Edit: Thank you, John, for improving my newbie formatting. I hope there is a way to bold the vectors in math mode; I haven't found a way to do it yet.

I think I can provide a much clearer (and shorter) explanation of singular vectors versus eigenvectors.

First, I encourage you to see an $(m \times n)$ real-valued matrix $A$ as a bilinear operator between two spaces; intuitively, one space lies to the left ($R^m$) and the other ($R^n$) to the right of $A$. "Bilinear" simply means that $A$ is linear in both directions (left to right or right to left). The operations $A$ can perform are limited to scaling, rotation, and reflection, and combinations of these; any other kind of operation is non-linear.

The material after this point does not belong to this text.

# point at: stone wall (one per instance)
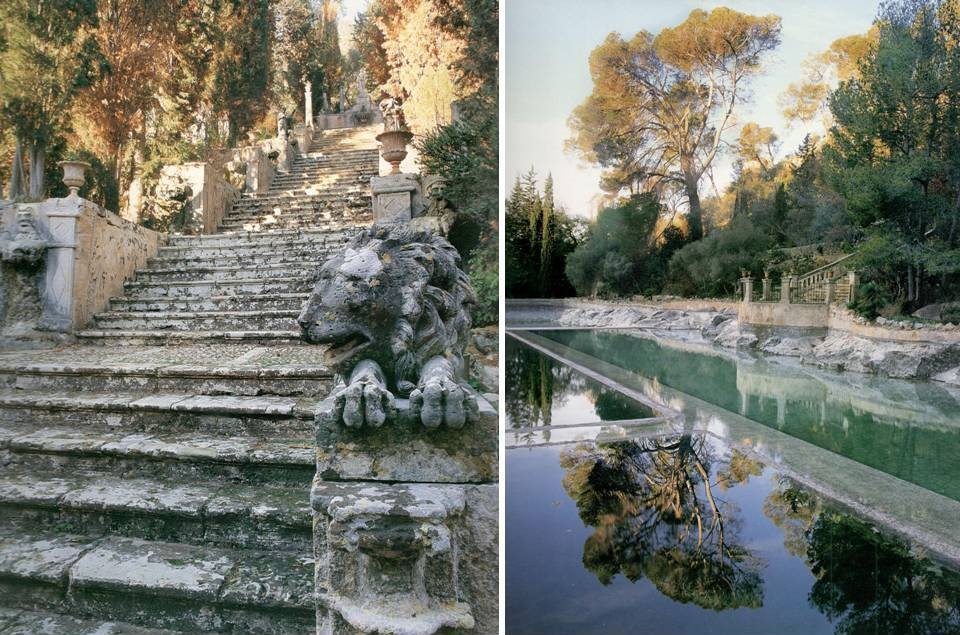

$A$ transforms vectors between the two spaces via multiplication:

$x^T$ A = $y^T$ transforms left vector $x$ to right vector $y$.

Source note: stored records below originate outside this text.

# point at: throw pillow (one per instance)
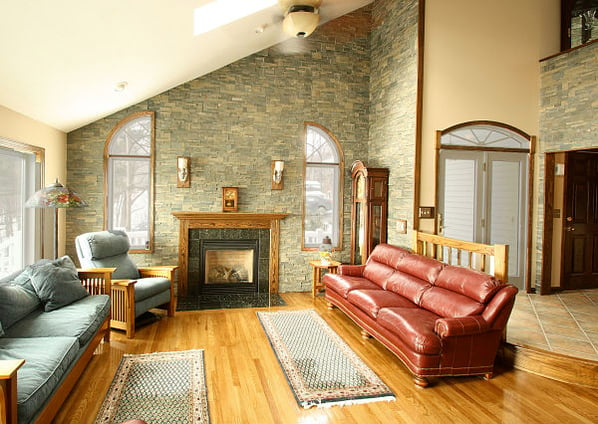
(57, 283)
(17, 299)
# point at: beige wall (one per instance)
(18, 127)
(481, 62)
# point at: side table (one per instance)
(318, 266)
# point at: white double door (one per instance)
(483, 198)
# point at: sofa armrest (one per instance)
(8, 384)
(351, 270)
(462, 326)
(158, 271)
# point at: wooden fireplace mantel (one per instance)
(192, 220)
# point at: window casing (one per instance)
(20, 227)
(128, 180)
(322, 190)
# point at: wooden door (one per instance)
(580, 238)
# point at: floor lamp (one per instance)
(55, 196)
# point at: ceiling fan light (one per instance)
(300, 24)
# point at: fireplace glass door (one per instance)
(229, 266)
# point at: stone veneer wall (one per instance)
(232, 123)
(393, 97)
(568, 114)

$x = A y$ transforms right vector $y$ to left vector $x$.

The point of decompositions of $A$ is to identify, or highlight, aspects of the action of $A$ as an operator. The eigendecomposition of $A$ clarifies what $A$ does by finding the eigenvalues and eigenvectors that satisfy the constraint

$A x = \lambda x$.

This constraint identifies vectors (directions) that $A$ does not rotate, and the scalars $\lambda$ associated with each of those directions.

The problem with eigendecomposition is that when the left and right space are different spaces, there really isn't a sense in which $A$'s action can be described as involving a "rotation", because the left and right spaces are totally separate, not "oriented" relative to one another. There just isn't a way to generalize the notion of an eigendecomposition to a non-square matrix $A$.

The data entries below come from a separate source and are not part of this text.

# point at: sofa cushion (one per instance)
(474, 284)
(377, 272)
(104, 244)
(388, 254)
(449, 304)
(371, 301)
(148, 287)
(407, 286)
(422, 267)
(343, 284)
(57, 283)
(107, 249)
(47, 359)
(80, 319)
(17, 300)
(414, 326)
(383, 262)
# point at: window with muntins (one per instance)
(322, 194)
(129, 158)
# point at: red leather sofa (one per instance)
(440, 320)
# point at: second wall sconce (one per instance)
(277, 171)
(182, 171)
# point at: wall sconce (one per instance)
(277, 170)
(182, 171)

Singular vectors provide a different way to identify vectors for which the action of $A$ is simple; one that does generalize to the case where the left and right spaces are different. A corresponding pair of singular vectors have a scalar $\sigma$ for which $A$ scales by the same amount, whether transforming from the left space to the right space or vice-versa:

$ x^T A = \sigma y^T$

$\sigma x = A y$.

Thus, eigendecomposition represents $A$ in terms of how it scales vectors it doesn't rotate, while singular value decomposition represents $A$ in terms of corresponding vectors that are scaled the same, whether moving from the left to the right space or vice-versa. When the left and right space are the same (i.e. when $A$ is square), singular value decomposition represents $A$ in terms of how it rotates and reflects vectors that $A$ and $A^T$ scale by the same amount.

My original "answer" is below, however I hope you will agree that the one above is far superior.

Maybe it would help to have an intuitive (by which I mean a geometrical) explanation of what singular vectors and eigenvectors are.

A singular value $s$ of a square ($n \times n$) matrix $A$ is a nonzero scalar for which there exist unit vectors $x$ and $y$ that satisfy the two equations:

$A^T x = \sigma y$ and

$A y = \sigma x$.

$x$ and $y$ are the left and right singular vectors, respectively, of $A$. A geometric interpretation of this is as follows. Let $u(t) = t x$ and $v(t) = t y$ be the parametric equations defining the lines in the direction of the vectors $x$ and $y$, respectively. Then

$A^T u(t) = A^T tx = t A^T x = t \sigma y = v(\sigma t)$,

$A v(t) = A ty = t A y = t \sigma x = u(\sigma t)$.

In words, the bilinear operator $A$ does the following: $A^T$ maps the line $u(t)$ to the line $v(\sigma t)$, where the change in the parameter ($t$ to $\sigma t$) means "your speed along the line $v$ is multiplied by $\sigma$". Likewise, $A$ maps the line $v(t)$ to the line $u(\sigma t)$.

The eigenvectors of $A$ have a different interpretation: given any vector $x$,

(1) project $x$ onto the eigenvectors of $A$ (i.e. represent $x$ in the set of basis vectors that are the eigenvectors of $A$).

(2) scale each projected component of $x$ by the corresponding eigenvector; the resulting vector $y = A x$ (but $y$ is represented in the eigenvector basis).

(3) "un-project" the vector $y$ back to the original coordinate system.

Thus, the eigenvectors define a new set of basis vectors along which the scaling occurs; the singular vectors define lines that $A$ maps, one to the other.

I hope that's the kind of intuitive answer you were looking for. It certainly was the kind I was looking for.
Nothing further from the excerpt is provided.